This means if you have 12TBs or 12x 1TB drives your probability of encountering a URE is one (i.e. it’s going to happen). If you have 2TB drives, then all you need is 6x 2TB drives and you will encounter a URE.

If you have a RAID-5 group that has seven 2TB drives and one drive fails, the RAID rebuild has to read all of the remaining disks (all six of them). At that point you are almost guaranteed that during the RAID-5 rebuild, you will hit a URE and the RAID rebuild will fail. This means you have lost all of your data.

This is just an example of a form of bit-rot – the dreaded URE. It can and does happen and people either don’t see it or go screaming into the night that they lost all of their carefully saved KC and the Sunshine Band flash videos and mp3’s.

So what can be do about bit-rot? There are really two parts to that question. The first part, is detecting corrupted files and the second part is correcting corrupted files. In this article, I will talk about some simple techniques using extended file attributes that can help you detect corrupted data (recovering is the subject for a much longer article).

Checksums to the Rescue!

One way to check for corrupted data is through the use of a checksum. A checksum is a simple representation or finger print of a block of data (in our case, a file). There are a whole bunch of checksums including md5, sha-1, sha-2 (including 256, 384, and 512 bit checksums), and sha-3. These algorithms can be used to compute the checksum of a chunk of data, such as a file, with longer or more involved checksums typically requiring more computational work.
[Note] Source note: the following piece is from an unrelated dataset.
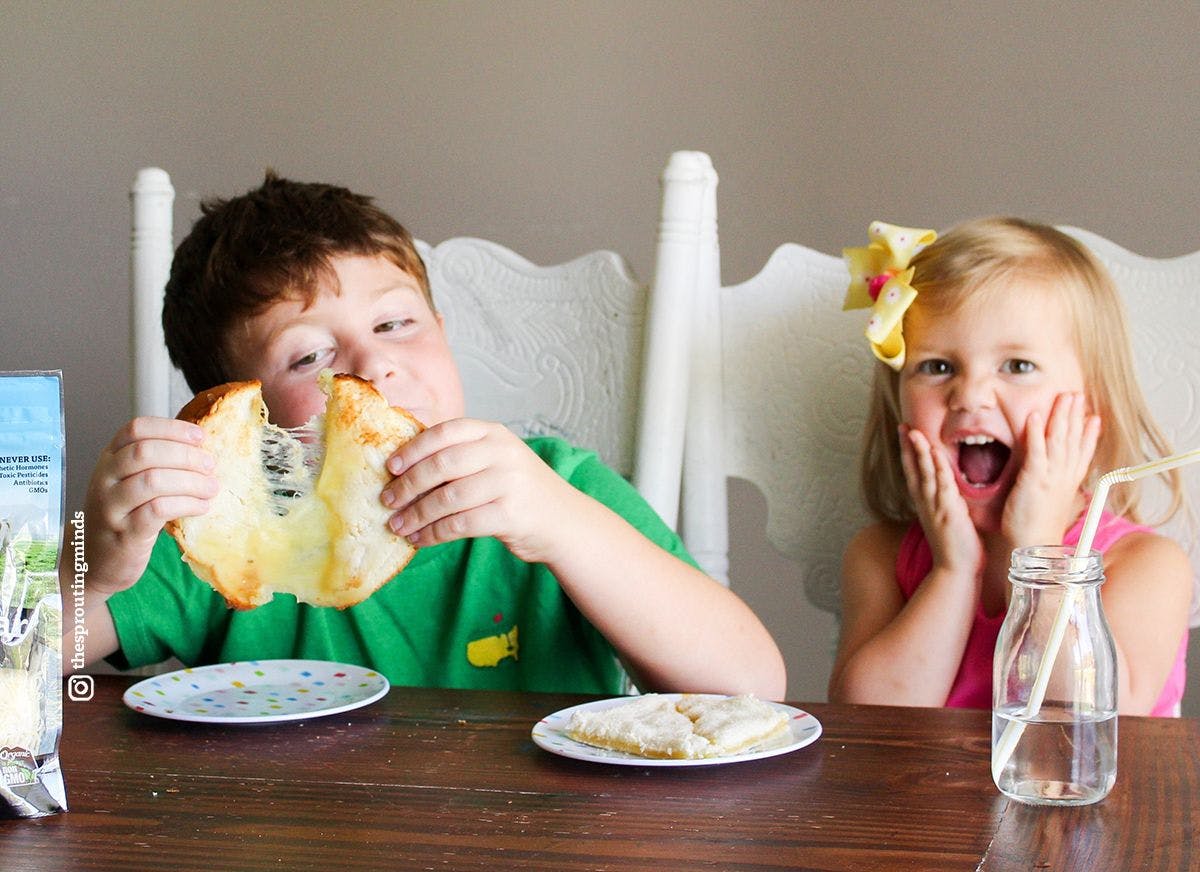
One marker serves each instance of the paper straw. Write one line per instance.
(1012, 733)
Note that checksums are also used in cryptography, but we are using them as a way to finger print a file.

So for a given a file we could compute a checksum using a variety of techniques or compute different checksums using different algorithms for the same file. Then before a file is read the checksum of the file could be computed and compared against a stored checksum for that same file. If they do not match, then you know the file has changed. If the time stamps on the file haven’t changed since the checksums of the file were computed, then you know the file is corrupt (since no one changed the file, the data obviously fell victim to bit-rot or some other form of data corruption).

If you have read everything carefully to this point you can spot at least one flaw in the logic. The flaw I’m thinking of is that this process assumes that the checksum itself has not fallen victim to data corruption. So we have to find some way of ensuring the checksum itself does not fall victim to bit-rot or that we have a copy of the checksums stored somewhere that we assume does not fall victim to data corruption.
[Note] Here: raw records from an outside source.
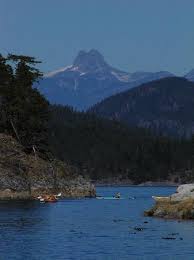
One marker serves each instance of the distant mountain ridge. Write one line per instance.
(190, 75)
(165, 106)
(89, 80)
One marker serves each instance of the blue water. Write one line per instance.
(93, 229)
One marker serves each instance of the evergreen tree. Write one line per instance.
(26, 110)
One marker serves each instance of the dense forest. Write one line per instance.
(165, 106)
(106, 149)
(100, 148)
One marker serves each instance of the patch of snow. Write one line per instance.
(53, 73)
(121, 76)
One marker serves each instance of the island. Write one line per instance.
(179, 205)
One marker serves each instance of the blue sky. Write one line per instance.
(148, 35)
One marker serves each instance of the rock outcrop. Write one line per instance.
(24, 176)
(179, 205)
However, you can spot other flaw in the scheme (nothing’s perfect). One noticeable flaw is that until the checksum of the file is created and stored in some manner, the file can fall victim to bit-rot. We could go through some gyrations so that as the file is being created, the checksum is being computed and stored in real-time. However, that will dramatically increase the computational requirements and also slow down the I/O.

But for now, let’s assume that we are interested in ensuring data integrity for files that have been around a while and maybe haven’t been used for some period of time. The reason this is interesting is that since no one is using the file it is difficult to tell if the data is corrupt. Using checksums can allow us to detect if the file has been corrupted even if no one is actively using the file.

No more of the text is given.